Cuomo’s policies are more lenient to houses of worship than similar activities, Sotomayor wrote, and Gorsuch “does not even try to square his examples with the conditions medical experts tell us facilitate the spread of COVID-19: large groups of people gathering, speaking and singing in close proximity indoors for extended periods of time.” She added: “The Constitution does not forbid states from responding to public health crises through regulations that treat religious institutions equally or more favorably than comparable secular institutions, particularly when those regulations save lives.”

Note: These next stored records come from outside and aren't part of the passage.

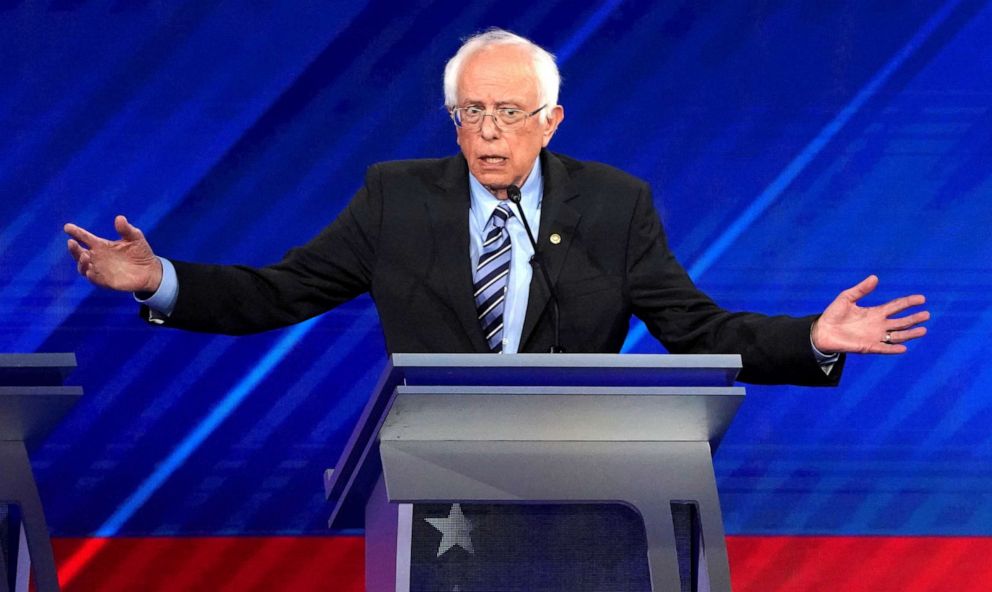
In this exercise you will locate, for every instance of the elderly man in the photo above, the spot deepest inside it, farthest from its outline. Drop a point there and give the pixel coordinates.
(447, 259)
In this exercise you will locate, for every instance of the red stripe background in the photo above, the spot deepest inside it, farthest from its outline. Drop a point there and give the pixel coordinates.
(301, 564)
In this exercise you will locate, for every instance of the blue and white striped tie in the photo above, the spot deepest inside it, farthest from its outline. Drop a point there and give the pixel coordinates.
(492, 276)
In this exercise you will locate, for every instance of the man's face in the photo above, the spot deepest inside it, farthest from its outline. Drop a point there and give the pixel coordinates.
(502, 76)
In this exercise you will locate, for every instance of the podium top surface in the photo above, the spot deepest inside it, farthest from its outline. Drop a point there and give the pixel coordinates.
(358, 468)
(35, 369)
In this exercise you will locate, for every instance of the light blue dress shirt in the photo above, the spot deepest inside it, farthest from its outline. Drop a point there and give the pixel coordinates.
(518, 289)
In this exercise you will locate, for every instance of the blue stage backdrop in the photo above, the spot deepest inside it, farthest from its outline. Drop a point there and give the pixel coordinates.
(793, 147)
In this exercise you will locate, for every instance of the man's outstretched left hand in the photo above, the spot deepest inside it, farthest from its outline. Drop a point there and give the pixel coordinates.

As New York Times Supreme Court reporter Adam Liptak points out, the ruling is “almost certainly a taste of things to come.” When Ginsburg was alive, Liptak writes, “Roberts voted with the court’s four-member liberal wing” in a number of major cases. This ruling clearly signals that the new SCOTUS majority is ready to move full steam ahead to weaponize and redefine religious liberty at the expense of the protections of the Establishment Clause separating religion from government. And the consequences, in this case, may be deadly.
The ACLU’s Daniel Mach puts it aptly, “The freedom to worship is one of our most cherished fundamental rights, but it does not include a license to harm others or endanger public health.” As FFRF has been emphasizing since the pandemic began, Americans have the right to free exercise, but not to risk other peoples’ lives.